Domingo, 04 de maio de 2025
Por Redação O Sul | 9 de julho de 2021
O Ministério das Relações Exteriores da Bolívia divulgou na quinta-feira documentos que mostram que o governo da Argentina, sob o presidente Mauricio Macri (2015-2019), forneceu munição usada para conter protestos contra o governo interino de Jeanine Añez em seus primeiros dias, em 2019. O governo boliviano acusa o país vizinho de ter colaborado com dois eventos que deixaram dezenas de mortos e feridos e que a Corte Interamericana de Direitos Humanos considera como massacres.
Em entrevista coletiva, o chanceler boliviano, Rogelio Mayta, apresentou um ofício datado de 13 de novembro, três dias após a renúncia sob pressão de militares de Evo Morales, no qual o general militar boliviano Jorge Gonzalo Terceros, então chefe da Força Aérea da Bolívia, agradece ao então embaixador da Argentina, Normando Alvarez García. A carta oficializa a entrega de 40 mil cartuchos de balas de borracha de calibre 12/70, e também destaca a entrega de granadas e bombas de gás lacrimogêneo.
O governo sugere que os equipamentos foram usados nos massacres de Sacaba e Senkata, nos quais mais de 20 apoiadores desarmados de Morales foram mortos a tiros.
“A Argentina, presidida por Mauricio Macri, deu armas letais às Forças Armadas da Bolívia que reprimiram os protestos sociais em novembro de 2019. Em 13 de novembro, [os argentinos] receberam agradecimentos. No dia 15 de novembro, dois dias depois, ocorreu o massacre de Sacaba. Poucos dias depois, 19 de novembro, o massacre em Senkata foi realizado”, disse Mayta. “Estamos indignados porque houve um governo estrangeiro que conspirou com a prática de graves abusos dos direitos humanos.”
O presidente da Argentina, Alberto Fernández, de esquerda e rival de Macri, pediu desculpas ao governo e ao povo da Bolívia pela entrega do carregamento de munição contra distúrbios. “Foi constatado que nosso país enviou uma remessa de material que só pode ser interpretada como um reforço da capacidade de ação das forças sediciosas contra a população boliviana naquela época”, disse ele em carta dirigida ao presidente da Bolívia, Luis Arce.

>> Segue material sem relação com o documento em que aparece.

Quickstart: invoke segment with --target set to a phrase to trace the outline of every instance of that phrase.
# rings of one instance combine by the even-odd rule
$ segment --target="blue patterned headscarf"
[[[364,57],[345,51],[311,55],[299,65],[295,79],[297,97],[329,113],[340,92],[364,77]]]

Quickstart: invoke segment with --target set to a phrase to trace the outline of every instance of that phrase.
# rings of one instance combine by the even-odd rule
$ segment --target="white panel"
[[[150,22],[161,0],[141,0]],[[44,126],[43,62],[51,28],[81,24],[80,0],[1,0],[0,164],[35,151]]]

“Eu me dirijo a você com dor e vergonha”, acrescentou Fernández, que já qualificou a queda de Morales como um golpe. “Foi uma colaboração decidida pelo governo do então presidente Mauricio Macri com a repressão militar e policial contra aqueles que defendiam a ordem institucional de seu país.”
Mayta denunciou “uma coordenação internacional para reprimir o povo boliviano”, que comparou com o Plano Condor realizado pelas ditaduras militares latino-americanas nos anos 1970.
Quando Añez assumiu o cargo, em 12 de novembro de 2019, a polícia e as forças militares sofreram uma escassez total de gás lacrimogêneo e outros projéteis para conter protestos, após 21 dias de conflitos de rua que antecederam a queda de Evo Morales.
Essa carência levou o governo interino a solicitar ajuda a pelo menos dois governos vizinhos: Argentina e Equador, então presidido por Lenín Moreno, que também entregou à Bolívia um carregamento de munições desse tipo.
A escassez de munições para a polícia fez com que, após os carregamentos da Argentina e do Equador, o ministro de Governo de Añez, Arturo Murillo, comprasse suprimentos policiais não letais por meio de uma empresa intermediária em Miami. Hoje Murillo está preso nesta mesma cidade americana, onde foi morar após deixar o cargo. Ele é acusado de ter recebido propina e de ter lavado dinheiro da sobretaxa que a Bolívia pagou por esta compra, estimada em mais de US$ 2 milhões.
Também está na prisão o autor da nota de agradecimento à Argentina, o general Terceros, acusado de ter participado do suposto golpe que levou Añez ao poder. A própria ex-presidente, dois de seus colaboradores e o ex-comandante da Marinha também estão detidos. O então comandante das Forças Armadas, Williams Kaliman, por outro lado, escapou em março de sua prisão domiciliar e agora é um fugitivo da Justiça. As informações são dos jornais O Globo e El País.